Keenetic is actively moving into the business segment, and this has a good effect both on home users implementing complex network projects linking several apartments and cottages into a single system, and on those companies that create quite viable fault-tolerant solutions at peripheral facilities of large companies. The fact that Keenetic has enough processor power to implement a VPN at a speed comparable to the provider's tariff, we have seen before - today this will not surprise anyone, because the network world has moved towards simplifying deployment, security inside the perimeter and facilitating maintenance.

What is already there

Here, it turns out, Keenetic has also had everything for a long time: client isolation in subnets, a centralized wireless network controller with easy addition of links, access to devices with gray IP, and now a centralized management system via the Web. The interface has a convenient traffic shaper and analytics of client network activity, which, when IntelliQoS is turned on, also shows the type of applications. If there is a lack of coverage with a built-in Wi-Fi controller, you can buy another Keenetic simpler, and organize a seamless network. All this is enough for peripheral objects of low complexity.

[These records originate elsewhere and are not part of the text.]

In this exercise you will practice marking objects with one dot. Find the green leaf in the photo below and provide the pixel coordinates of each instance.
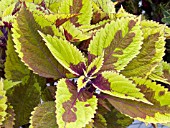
(24, 98)
(74, 109)
(50, 19)
(9, 84)
(107, 6)
(31, 48)
(120, 45)
(15, 70)
(6, 7)
(8, 10)
(82, 7)
(115, 119)
(10, 118)
(73, 33)
(161, 73)
(166, 18)
(98, 14)
(66, 54)
(3, 100)
(151, 53)
(122, 13)
(159, 112)
(117, 85)
(43, 116)
(100, 121)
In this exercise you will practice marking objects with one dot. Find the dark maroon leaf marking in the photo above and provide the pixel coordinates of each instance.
(161, 93)
(91, 57)
(91, 71)
(69, 115)
(69, 37)
(61, 21)
(132, 23)
(85, 95)
(69, 106)
(118, 42)
(101, 83)
(75, 9)
(78, 68)
(87, 105)
(135, 108)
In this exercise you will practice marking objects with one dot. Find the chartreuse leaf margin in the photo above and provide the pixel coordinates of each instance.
(96, 62)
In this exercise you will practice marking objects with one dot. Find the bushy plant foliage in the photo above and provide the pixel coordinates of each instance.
(107, 65)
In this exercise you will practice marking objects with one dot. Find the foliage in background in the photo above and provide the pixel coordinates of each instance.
(107, 64)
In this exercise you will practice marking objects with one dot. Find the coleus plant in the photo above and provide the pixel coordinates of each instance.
(107, 65)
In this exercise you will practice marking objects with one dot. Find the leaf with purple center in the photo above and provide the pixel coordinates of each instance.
(74, 109)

What is not, but I would like to

Such a router as Keenetic Peak lacks PoE on at least 2-3 ports for IP cameras or desktop phones, so that it is possible to fully equip a small object with a single range of network equipment without buying PoE injectors and switches. I would like to be able to disconnect connections between devices connected to a single segment.

What is not and is not needed

I would not dream of any advanced security tools, because in peripheral scenarios, the bulk of customers are automation devices, and the threat comes from them, not from outside. Keenetic has a convenient and visual isolation of devices over subnets and over VLANs, and this is already enough.

In general, the implementation of projects on Keenetic is not something new or out of the ordinary. You will not be surprised to learn that Keenetic-and are often used in HoReCa segments, in business centers and small shops.